Within six hundred metres I was out the back, not something I am used to and luckily not due to my legs. Someone had swerved violently, ramming their rear mech into my front wheel, breaking a spoke and buckling it in the process. The wheel was rubbing pretty badly on the side of the fork, I got my hand right up in the air, and looked back to check the neutral service where readying themselves, the fully inflated tire on the front then exploded, my ears rung luckily I had just about reached the back of the bunch and pulled over. The neutral service mechanic panicked and it took a while for him to get a new wheel in, but I was greatful for it all the same. By the time I was back in the saddle I was a good kilometre of the back, luckily the bunch was traveling pretty slowly, I chased hard for a couple of minutes but soon regained contact.
The first time up the hill I went for the little ring and suffered for it, the high cadence on the cobbles making my back wheel jump around uncontrollably. The boys and I where covering any dangerous moves, and although we missed one or two, a long stretch of dual carridgeway any break could be seen for miles, nothing was getting too far from the bunch. Next time up the hill I held my position but couldn’t make much more of an impact.
With one lap to go I found my legs, I started to feel really strong and had Jake lead me into the hill first, I let a few people come around me as we hit the tarmac, before switching down a few gears, shifting back on the saddle and applying the pressure on the cobbles, I looked back at the top too see one rider left on my wheel, with riders battling to regain contact behind. I pressed on over the brow of the hill, but ultimately we would be caught on the long and pretty straight dragging descent.

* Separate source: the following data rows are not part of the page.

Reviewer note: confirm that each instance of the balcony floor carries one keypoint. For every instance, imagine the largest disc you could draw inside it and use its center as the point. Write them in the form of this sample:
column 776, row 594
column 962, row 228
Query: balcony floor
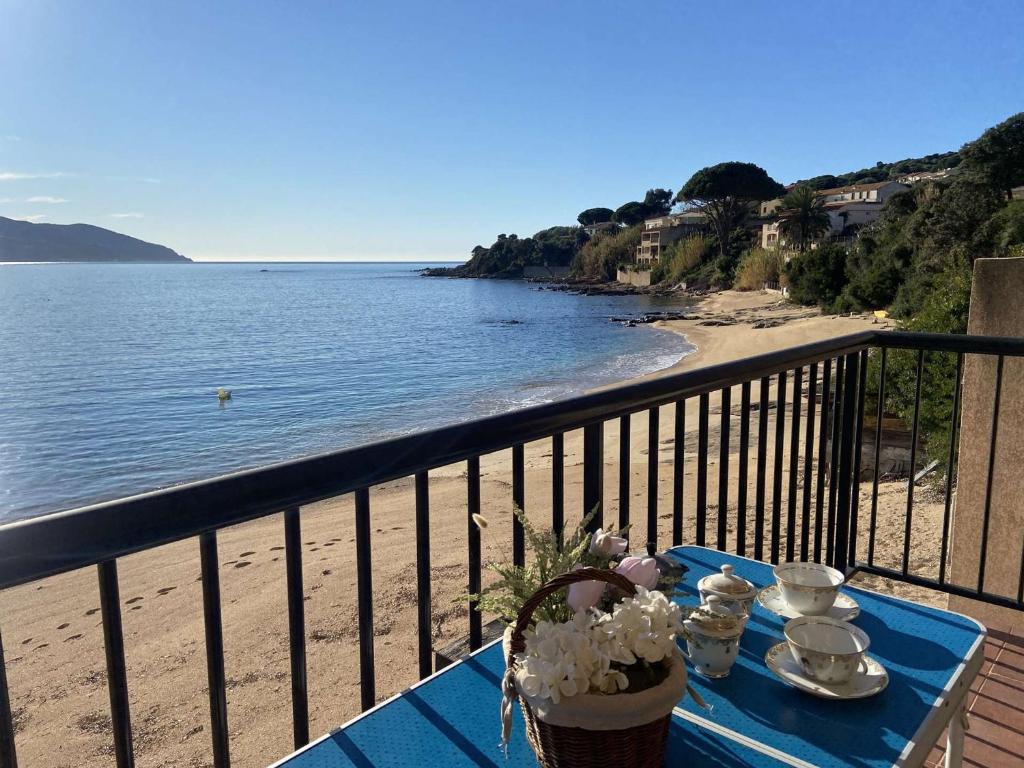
column 995, row 705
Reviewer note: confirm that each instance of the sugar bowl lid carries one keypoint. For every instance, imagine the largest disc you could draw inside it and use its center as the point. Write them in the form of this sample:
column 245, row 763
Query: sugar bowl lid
column 728, row 585
column 714, row 620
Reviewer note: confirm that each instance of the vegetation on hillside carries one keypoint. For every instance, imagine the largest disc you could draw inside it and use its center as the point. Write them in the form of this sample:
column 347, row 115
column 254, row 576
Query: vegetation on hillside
column 507, row 256
column 604, row 253
column 916, row 260
column 886, row 171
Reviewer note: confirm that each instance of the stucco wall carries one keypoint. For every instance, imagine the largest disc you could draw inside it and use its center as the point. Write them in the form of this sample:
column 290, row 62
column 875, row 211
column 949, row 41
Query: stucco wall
column 995, row 310
column 639, row 278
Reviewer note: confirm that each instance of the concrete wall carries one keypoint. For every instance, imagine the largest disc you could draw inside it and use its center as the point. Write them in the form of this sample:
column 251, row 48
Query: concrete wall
column 544, row 272
column 639, row 278
column 995, row 310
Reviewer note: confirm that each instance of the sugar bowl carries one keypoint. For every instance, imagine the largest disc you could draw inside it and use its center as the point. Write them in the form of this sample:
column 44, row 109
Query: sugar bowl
column 734, row 592
column 713, row 638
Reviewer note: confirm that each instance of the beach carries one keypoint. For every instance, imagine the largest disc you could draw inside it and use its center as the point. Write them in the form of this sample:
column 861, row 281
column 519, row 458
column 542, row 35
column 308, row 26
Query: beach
column 52, row 633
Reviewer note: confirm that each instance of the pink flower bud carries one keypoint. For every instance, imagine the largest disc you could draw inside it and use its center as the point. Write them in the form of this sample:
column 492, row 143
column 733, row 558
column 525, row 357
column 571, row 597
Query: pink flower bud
column 641, row 570
column 584, row 595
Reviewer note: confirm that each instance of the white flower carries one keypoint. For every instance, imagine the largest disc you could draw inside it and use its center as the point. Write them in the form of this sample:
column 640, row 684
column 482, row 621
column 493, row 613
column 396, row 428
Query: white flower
column 588, row 652
column 603, row 543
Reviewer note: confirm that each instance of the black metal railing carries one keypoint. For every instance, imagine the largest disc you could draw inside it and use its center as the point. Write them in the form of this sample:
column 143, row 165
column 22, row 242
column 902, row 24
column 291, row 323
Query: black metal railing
column 815, row 516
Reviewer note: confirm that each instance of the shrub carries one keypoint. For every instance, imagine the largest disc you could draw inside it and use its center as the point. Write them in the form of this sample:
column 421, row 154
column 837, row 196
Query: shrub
column 818, row 275
column 680, row 258
column 758, row 266
column 602, row 254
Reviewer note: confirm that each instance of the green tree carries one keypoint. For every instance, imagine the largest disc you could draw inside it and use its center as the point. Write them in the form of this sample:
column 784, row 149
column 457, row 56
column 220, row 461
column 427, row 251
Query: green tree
column 657, row 202
column 602, row 255
column 997, row 156
column 803, row 216
column 818, row 275
column 595, row 216
column 725, row 193
column 630, row 214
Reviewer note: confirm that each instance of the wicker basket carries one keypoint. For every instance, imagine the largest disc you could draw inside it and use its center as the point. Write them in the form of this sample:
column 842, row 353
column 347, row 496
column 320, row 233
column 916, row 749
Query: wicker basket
column 597, row 742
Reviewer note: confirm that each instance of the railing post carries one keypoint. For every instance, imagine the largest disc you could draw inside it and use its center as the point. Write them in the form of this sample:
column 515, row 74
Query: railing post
column 519, row 502
column 214, row 648
column 296, row 627
column 845, row 470
column 557, row 486
column 473, row 541
column 365, row 591
column 593, row 473
column 423, row 595
column 8, row 756
column 117, row 678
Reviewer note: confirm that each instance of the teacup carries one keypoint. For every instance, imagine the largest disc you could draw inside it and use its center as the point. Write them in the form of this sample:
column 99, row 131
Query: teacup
column 826, row 649
column 808, row 588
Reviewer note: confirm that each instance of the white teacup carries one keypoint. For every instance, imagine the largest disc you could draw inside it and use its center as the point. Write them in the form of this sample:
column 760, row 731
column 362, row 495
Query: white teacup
column 808, row 588
column 826, row 649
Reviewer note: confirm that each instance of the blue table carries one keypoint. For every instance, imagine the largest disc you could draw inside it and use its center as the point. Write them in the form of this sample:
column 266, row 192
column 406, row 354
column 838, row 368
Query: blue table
column 932, row 657
column 452, row 718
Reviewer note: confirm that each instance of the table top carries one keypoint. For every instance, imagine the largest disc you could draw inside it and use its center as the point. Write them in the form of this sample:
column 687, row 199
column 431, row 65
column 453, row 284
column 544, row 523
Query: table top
column 932, row 655
column 452, row 719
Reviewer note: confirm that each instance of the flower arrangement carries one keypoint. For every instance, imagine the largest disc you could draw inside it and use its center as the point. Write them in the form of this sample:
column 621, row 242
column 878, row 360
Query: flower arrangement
column 592, row 637
column 600, row 651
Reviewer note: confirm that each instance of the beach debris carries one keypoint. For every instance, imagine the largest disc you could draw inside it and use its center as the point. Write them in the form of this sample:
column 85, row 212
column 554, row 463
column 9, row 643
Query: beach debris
column 925, row 472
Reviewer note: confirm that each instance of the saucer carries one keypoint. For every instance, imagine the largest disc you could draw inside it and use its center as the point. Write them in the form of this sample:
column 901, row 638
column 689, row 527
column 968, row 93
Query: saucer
column 845, row 608
column 861, row 685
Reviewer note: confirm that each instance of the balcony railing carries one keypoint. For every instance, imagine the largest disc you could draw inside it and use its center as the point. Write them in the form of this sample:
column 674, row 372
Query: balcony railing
column 822, row 393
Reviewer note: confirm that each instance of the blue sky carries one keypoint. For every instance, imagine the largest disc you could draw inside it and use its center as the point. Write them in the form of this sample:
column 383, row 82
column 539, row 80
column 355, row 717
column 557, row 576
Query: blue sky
column 374, row 130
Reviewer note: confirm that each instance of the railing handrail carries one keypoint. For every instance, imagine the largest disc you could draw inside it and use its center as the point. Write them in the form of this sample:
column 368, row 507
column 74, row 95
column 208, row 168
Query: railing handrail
column 76, row 538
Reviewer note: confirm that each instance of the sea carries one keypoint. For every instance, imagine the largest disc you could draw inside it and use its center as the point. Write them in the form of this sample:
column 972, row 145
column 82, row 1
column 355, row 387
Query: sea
column 109, row 373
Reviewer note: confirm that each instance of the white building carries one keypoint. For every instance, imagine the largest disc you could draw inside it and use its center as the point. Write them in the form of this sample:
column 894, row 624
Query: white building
column 855, row 205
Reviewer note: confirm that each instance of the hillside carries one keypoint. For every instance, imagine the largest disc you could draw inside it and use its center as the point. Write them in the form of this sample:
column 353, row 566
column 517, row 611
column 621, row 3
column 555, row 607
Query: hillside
column 886, row 171
column 23, row 241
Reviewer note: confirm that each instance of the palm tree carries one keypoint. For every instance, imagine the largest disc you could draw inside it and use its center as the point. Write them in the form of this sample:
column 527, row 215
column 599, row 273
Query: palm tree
column 803, row 216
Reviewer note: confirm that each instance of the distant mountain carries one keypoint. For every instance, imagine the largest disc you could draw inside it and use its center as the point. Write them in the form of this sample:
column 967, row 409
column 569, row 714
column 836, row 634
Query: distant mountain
column 23, row 241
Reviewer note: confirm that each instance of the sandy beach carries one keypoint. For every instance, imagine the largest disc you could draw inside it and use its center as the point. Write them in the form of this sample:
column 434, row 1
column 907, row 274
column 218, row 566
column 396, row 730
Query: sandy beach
column 52, row 634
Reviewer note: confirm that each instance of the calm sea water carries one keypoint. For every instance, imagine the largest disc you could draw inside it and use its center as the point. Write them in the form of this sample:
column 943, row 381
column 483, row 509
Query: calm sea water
column 109, row 372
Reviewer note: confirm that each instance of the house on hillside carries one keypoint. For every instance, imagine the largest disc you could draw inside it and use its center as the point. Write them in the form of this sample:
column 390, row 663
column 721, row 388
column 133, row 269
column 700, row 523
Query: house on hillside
column 601, row 226
column 662, row 231
column 918, row 177
column 849, row 209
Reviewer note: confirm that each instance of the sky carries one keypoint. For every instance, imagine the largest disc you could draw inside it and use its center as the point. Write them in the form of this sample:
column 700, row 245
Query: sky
column 415, row 131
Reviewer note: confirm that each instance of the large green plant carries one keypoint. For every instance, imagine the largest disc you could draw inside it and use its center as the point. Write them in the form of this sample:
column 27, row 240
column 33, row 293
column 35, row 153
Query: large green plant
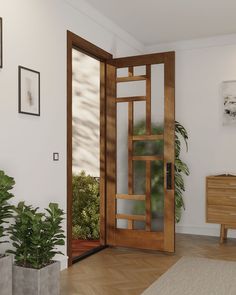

I was frustrated not to have made a selection on the hill, and although I split it up a little, in hindsight these are the best riders in Europe and it was going to be hard to just ride away. I went with a few more moves, trying to make any break going, however I managed to miss the decisive one, two riders held of the bunch to the line. I sat in after it had gone, hoping to tee myself up for the sprint, but it was not to be, sitting in a perfect position I got swamped on the dual carriageway, I fought to regain my position but ultimately would sprint into twenty sixth with Jake twenty first.
The week was amazing; I have never ridden in such a competitive and at times dangerous bunch, with so many nations represented the constant fight for positions was challenging and exhilarating at the same time. I loved riding in Great Britain kit, now I just have to get my head down to ensure I have the honour again.
A huge thanks to the coaches who took us Stuart and Gary, to Rapha and Condor Cycles my personal sponsors and to Science in Sport for the nutrition help they provided me.